We were deeply troubled by the news (“Dining hall worker loses job after smashing Calhoun windowpane, Jul. 11, 2016”) of Mr. Corey Menafee’s arrest and subsequent loss of his Yale dining hall job after he broke a stained glass window. The window depicted enslaved black people picking cotton. Mr. Menafee was understandably tired of having to work in an environment decorated with these idealized images of slavery—images that were, as Mr. Menafee said, “racist” and “very degrading.” Mr. Menafee is now facing criminal charges.

We understand that Yale values its property. However, the property in question invoked precisely the kind of racist imagery and legacy that the university is so publicly trying to work against. In fact, the Head of College’s decision to remove and store additional stained glass windows in the wake of Mr. Menafee’s action suggests that the Yale administration agrees with Mr. Menafee that it is time for this kind of offensive public art to be banished from campus. We do not believe that this necessary change should come at the expense of Mr. Menafee’s job and record.

Only last week, President Peter Salovey reminded us that “diversity and inclusion are core values at Yale.” And at a protest at the New Haven County Courthouse, Yale students from different racial and ethnic backgrounds testified to the ways Mr. Menafee put these values into practice during his time working in their college. We believe that offering Mr. Menafee his job back would be a significant and concrete way for the Yale administration to put these core values into practice as well. Because the truth is that asking black workers (staff and faculty) and black students to work and live alongside pastoral portrayals of slavery is an act of violent exclusion. We hope that administrators take this opportunity to show that Yale is ready for the hard work that achieving real diversity requires.

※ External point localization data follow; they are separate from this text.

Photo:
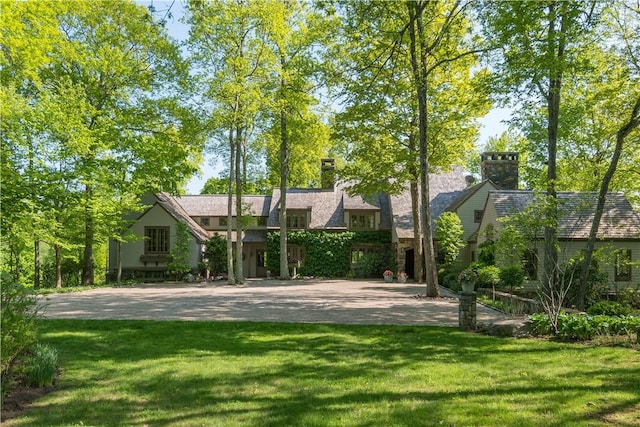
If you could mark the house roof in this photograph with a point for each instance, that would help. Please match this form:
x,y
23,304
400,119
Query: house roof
x,y
444,189
328,207
576,212
174,209
466,194
216,204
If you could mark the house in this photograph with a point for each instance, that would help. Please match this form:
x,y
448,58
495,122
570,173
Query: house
x,y
327,209
619,230
331,209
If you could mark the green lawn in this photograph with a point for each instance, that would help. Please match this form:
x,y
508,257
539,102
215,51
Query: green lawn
x,y
136,373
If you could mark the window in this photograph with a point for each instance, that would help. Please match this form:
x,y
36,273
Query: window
x,y
295,253
359,252
156,240
296,220
530,262
622,266
363,222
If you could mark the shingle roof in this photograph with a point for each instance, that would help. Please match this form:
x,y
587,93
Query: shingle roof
x,y
174,209
444,189
216,204
575,213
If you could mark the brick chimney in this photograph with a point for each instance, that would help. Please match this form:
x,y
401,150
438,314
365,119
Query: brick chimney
x,y
501,168
327,174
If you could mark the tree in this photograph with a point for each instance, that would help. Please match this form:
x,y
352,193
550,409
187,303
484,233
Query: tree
x,y
179,264
450,233
227,42
540,45
102,91
381,127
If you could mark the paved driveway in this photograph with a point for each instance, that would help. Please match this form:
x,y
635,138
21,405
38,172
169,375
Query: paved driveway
x,y
310,301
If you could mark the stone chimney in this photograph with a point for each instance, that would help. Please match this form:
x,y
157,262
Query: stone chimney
x,y
327,174
501,168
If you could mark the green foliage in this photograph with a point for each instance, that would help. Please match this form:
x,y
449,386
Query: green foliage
x,y
371,265
512,276
597,280
487,252
41,366
630,297
216,254
609,308
449,233
179,264
488,276
327,254
579,327
19,310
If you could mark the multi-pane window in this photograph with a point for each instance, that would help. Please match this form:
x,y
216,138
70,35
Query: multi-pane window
x,y
359,252
295,253
156,240
530,262
296,220
622,265
363,222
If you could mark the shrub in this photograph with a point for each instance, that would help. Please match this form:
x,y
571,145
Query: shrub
x,y
41,368
630,297
488,276
19,309
512,276
609,308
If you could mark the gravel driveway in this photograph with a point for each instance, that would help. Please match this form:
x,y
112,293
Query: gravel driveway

Briallen Hopper is a lecturer in the English department and Dixa Ramírez is an assistant professor in the American Studies and Ethnicity, Race, and Migration departments.

  • The Amoral Squirrel

    If shattering a window depicting slavery is an acceptable way to put “diversity and inclusion” into practice, history teachers may need to go into hiding.

  • Ralphiec88

    A professor at Yale should know better than to characterize employing someone in building with an 80 year old window as “act of violent
    exclusion.” There’s no violence here, and quite likely no intentional “act” either. Did Mr. Menafee raise this issue with his employer before breaking the window? Should employees be allowed to break anything on campus that displeases them? Or should they be expected to accomplish the same goals within legal means readily available to them. Given the hypervigilance toward racism on campus, the simple act of bringing the issue to the attention of Yale would surely have resulted in action. Instead, the local Taliban are back in full cry enforcing their version of moral purity. Where will it end? The windows must go, but so must Menafee.

  • ShadrachSmith

    Marx taught advancing Communism forgives all crimes/sins, so same-same social justice 🙂

  • carl

    No.

    Advocates of diversity at Yale do not aid their cause, but rather harm it, by asking for
    special treatment for people who illegally destroy University property.

    Actions have consequences, and vandalism is vandalism, especially when it endangers passers-by.

    Do not define violence down by calling the mere existence of a stained-glass window “violent exclusion.” That is the worst sort of word twisting. If you really try to twist the meaning of violence that way, I’m not going to believe anything you try to say.

    Everyone at a university ought to be able to agree that you don’t get rid of offensive works of art by breaking them. Or is it now open season on the YUAG? Can British expats now slash the Trumbull paintings because they insult the Crown?

  • Bob

    So if your black, intent is all that matters. If you’re white, intent is irrelevant. Got it. Critical race theory is as legitimate as Scientology. Lol.

  • marcedward

    the man is violent and cannot control himself. Yale is lucky he didn’t attack or rape a student.

  • 100wattlightbulb

    After I read this and vomited, I am able to say Yale is lost. There are many ways in which dissatisfaction can be expressed and, unless you are two years old, breaking a window is not one of them. When students no longer embrace moral codes of conduct, look no further than the conduct exhibited and condoned and excused by Yale staff and faculty. Shame on you.

    • Elliewho

      I am done with supporting Yale in any way. They paid lip service to Nicholas and Erika Christakis in the professors’ effort to support and uphold free speech, but they allowed an individual to destroy property that he found “offensive,” an act of censorship that even the ACLU should decry.